Symmetric positive 4th order tensors & their estimation from diffusion weighted MRI

Abstract

In Diffusion Weighted Magnetic Resonance Image (DW-MRI) processing a 2nd order tensor has been commonly used to approximate the diffusivity function at each lattice point of the DW-MRI data. It is now well known that this 2nd-order approximation fails to approximate complex local tissue structures, such as fibers crossings. In this paper we employ a 4th order symmetric positive semi-definite (PSD) tensor approximation to represent the diffusivity function and present a novel technique to estimate these tensors from the DW-MRI data guaranteeing the PSD property. There have been several published articles in literature on higher order tensor approximations of the diffusivity function but none of them guarantee the positive semi-definite constraint, which is a fundamental constraint since negative values of the diffusivity coefficients are not meaningful. In our methods, we parameterize the 4th order tensors as a sum of squares of quadratic forms by using the so called Gram matrix method from linear algebra and its relation to the Hilbert's theorem on ternary quartics. This parametric representation is then used in a nonlinear-least squares formulation to estimate the PSD tensors of order 4 from the data. We define a metric for the higher-order tensors and employ it for regularization across the lattice. Finally, performance of this model is depicted on synthetic data as well as real DW-MRI from an isolated rat hippocampus.

Fig. 1

Comparison of the fiber orientation errors for different amount of noise in the data, obtained by using: a) our parametrization to enforce positivity and b) without enforcing positivity of the estimated tensors

Fig. 2

Fiber orientation errors for different SNR in the data using our method for the estimation of positive 4^th-order tensors and two other existing methods: 1) DOT and 2) ODF. In the experiment we used simulated MR signal of a 2-fiber crossing, whose probability profile is shown in (a).

Fig. 3

Isolated rat hipppocampus. a) S₀, b) FA, c) White pixels indicate locations where the estimated 4^th-order tensor was not positive-definite, d) Manually labeled image based on knowledge of hippocampal anatomy.
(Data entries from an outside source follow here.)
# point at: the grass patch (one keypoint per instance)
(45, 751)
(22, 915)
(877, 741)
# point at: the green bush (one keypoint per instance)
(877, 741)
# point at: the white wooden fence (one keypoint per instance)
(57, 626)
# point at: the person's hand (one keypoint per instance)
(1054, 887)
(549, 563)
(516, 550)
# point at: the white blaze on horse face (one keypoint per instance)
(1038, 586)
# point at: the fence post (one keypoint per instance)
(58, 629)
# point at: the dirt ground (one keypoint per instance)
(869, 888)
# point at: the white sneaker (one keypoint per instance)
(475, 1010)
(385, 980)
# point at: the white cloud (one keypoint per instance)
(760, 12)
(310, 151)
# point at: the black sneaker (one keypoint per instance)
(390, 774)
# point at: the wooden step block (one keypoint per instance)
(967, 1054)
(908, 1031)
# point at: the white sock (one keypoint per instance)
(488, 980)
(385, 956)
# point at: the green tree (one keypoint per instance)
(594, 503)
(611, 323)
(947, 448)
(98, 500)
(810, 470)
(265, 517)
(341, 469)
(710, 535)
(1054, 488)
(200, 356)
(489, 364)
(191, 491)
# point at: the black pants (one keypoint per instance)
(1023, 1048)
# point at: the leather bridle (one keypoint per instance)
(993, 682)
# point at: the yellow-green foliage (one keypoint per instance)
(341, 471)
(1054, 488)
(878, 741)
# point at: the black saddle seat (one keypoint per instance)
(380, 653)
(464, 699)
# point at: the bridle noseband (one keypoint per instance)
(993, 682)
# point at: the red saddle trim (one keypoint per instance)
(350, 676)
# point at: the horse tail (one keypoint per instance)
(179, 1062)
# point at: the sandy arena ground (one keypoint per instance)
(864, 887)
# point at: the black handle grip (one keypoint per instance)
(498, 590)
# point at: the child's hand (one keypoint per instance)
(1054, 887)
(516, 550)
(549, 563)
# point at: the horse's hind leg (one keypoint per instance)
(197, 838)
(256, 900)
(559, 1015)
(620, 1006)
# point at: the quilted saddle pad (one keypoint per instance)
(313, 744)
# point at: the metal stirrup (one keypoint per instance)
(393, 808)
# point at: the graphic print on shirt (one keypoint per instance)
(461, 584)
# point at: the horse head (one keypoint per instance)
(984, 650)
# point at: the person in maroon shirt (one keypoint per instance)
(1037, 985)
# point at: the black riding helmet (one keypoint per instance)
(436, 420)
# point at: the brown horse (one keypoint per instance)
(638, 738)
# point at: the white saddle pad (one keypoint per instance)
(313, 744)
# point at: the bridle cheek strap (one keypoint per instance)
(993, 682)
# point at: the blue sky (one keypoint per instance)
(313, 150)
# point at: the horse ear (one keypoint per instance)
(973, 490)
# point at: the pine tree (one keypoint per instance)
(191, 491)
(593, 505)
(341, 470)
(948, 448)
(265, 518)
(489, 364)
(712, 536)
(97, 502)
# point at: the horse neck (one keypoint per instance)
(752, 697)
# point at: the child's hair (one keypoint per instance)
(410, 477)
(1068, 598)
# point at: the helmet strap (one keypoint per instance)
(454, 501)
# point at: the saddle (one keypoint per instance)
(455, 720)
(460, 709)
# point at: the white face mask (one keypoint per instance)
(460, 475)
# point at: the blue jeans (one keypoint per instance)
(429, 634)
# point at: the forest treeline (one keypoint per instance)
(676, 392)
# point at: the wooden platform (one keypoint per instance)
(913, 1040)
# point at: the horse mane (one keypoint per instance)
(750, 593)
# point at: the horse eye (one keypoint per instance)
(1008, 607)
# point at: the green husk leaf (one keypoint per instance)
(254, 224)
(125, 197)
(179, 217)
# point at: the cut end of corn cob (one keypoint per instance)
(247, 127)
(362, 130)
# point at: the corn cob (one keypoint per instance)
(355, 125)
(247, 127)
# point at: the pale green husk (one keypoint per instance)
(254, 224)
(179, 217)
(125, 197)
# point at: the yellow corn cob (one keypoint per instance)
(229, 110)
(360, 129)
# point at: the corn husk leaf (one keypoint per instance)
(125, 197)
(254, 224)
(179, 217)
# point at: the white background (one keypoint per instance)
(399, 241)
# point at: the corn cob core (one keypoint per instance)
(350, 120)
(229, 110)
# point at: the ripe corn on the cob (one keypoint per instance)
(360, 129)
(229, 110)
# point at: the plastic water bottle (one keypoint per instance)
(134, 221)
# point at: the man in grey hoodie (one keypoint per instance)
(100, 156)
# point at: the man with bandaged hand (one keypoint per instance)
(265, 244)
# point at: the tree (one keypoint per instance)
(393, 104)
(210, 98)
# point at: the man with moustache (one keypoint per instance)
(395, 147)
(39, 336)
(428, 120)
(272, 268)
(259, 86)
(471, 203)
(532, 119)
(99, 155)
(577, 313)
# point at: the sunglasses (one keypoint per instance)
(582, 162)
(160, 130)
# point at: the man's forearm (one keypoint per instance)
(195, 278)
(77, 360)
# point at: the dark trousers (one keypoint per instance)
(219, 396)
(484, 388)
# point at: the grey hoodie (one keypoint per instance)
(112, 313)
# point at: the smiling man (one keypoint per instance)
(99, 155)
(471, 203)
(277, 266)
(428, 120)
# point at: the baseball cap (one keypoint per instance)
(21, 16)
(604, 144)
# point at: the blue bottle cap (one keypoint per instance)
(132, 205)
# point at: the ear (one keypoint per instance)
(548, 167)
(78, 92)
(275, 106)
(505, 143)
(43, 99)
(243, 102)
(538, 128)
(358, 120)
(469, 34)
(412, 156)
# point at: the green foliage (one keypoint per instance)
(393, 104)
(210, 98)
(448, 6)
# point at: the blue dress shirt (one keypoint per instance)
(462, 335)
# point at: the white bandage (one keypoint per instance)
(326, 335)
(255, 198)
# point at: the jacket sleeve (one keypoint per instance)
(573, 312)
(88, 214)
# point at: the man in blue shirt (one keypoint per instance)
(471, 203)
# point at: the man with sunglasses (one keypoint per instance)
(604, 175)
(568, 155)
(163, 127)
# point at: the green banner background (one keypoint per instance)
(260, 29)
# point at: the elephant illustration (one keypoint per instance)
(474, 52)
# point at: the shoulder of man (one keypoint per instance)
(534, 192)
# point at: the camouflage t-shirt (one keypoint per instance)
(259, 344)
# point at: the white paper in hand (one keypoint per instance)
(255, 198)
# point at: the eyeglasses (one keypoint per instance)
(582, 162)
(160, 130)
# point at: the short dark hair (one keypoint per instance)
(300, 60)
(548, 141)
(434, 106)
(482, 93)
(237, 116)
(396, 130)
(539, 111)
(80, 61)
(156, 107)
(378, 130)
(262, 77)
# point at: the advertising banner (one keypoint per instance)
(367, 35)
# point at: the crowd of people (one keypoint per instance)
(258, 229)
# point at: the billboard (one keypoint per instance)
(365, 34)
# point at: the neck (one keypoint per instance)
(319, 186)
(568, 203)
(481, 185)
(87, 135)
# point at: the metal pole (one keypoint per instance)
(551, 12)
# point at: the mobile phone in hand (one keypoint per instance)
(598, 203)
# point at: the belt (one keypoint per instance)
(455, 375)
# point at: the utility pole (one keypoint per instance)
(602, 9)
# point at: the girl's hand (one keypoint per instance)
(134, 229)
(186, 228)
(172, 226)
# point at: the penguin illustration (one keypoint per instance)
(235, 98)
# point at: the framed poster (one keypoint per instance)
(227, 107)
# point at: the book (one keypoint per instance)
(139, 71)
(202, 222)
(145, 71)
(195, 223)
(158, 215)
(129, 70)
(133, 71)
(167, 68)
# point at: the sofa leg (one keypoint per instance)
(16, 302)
The index of the labels is: 1) dorsal hippocampal commissure, 2) fimbria, 3) alveus, 4) molecular layer, 5) mixture of CA3 stratum pyramidale and stratum lucidum.

Fig. 4

The estimated 4^th-order tensor field from an isolated rat hippocampus dataset using our method. (a) top:S₀ and bottom:FA, (b) the estimated displacement probability profiles of the 4^th-order tensor field in the region of interest (ROI) indicated by a green rectangle in (a). (c)Comparison of the estimated 2^nd-order tensors (top)and the estimated probability profiles of the 4^th-order tensors without (middle) and with regularization (bottom) in a ROI indicated by a black rectangle in (b).

Fig. 5

Left: The region of interest from the “dorsal hippocampal commissure”, which is magnified in the next plates of this figure. Comparison between the displacement probability profiles computed from non-PSD 4^th-order tensors (middle) and PSD tensors estimated by our method (right).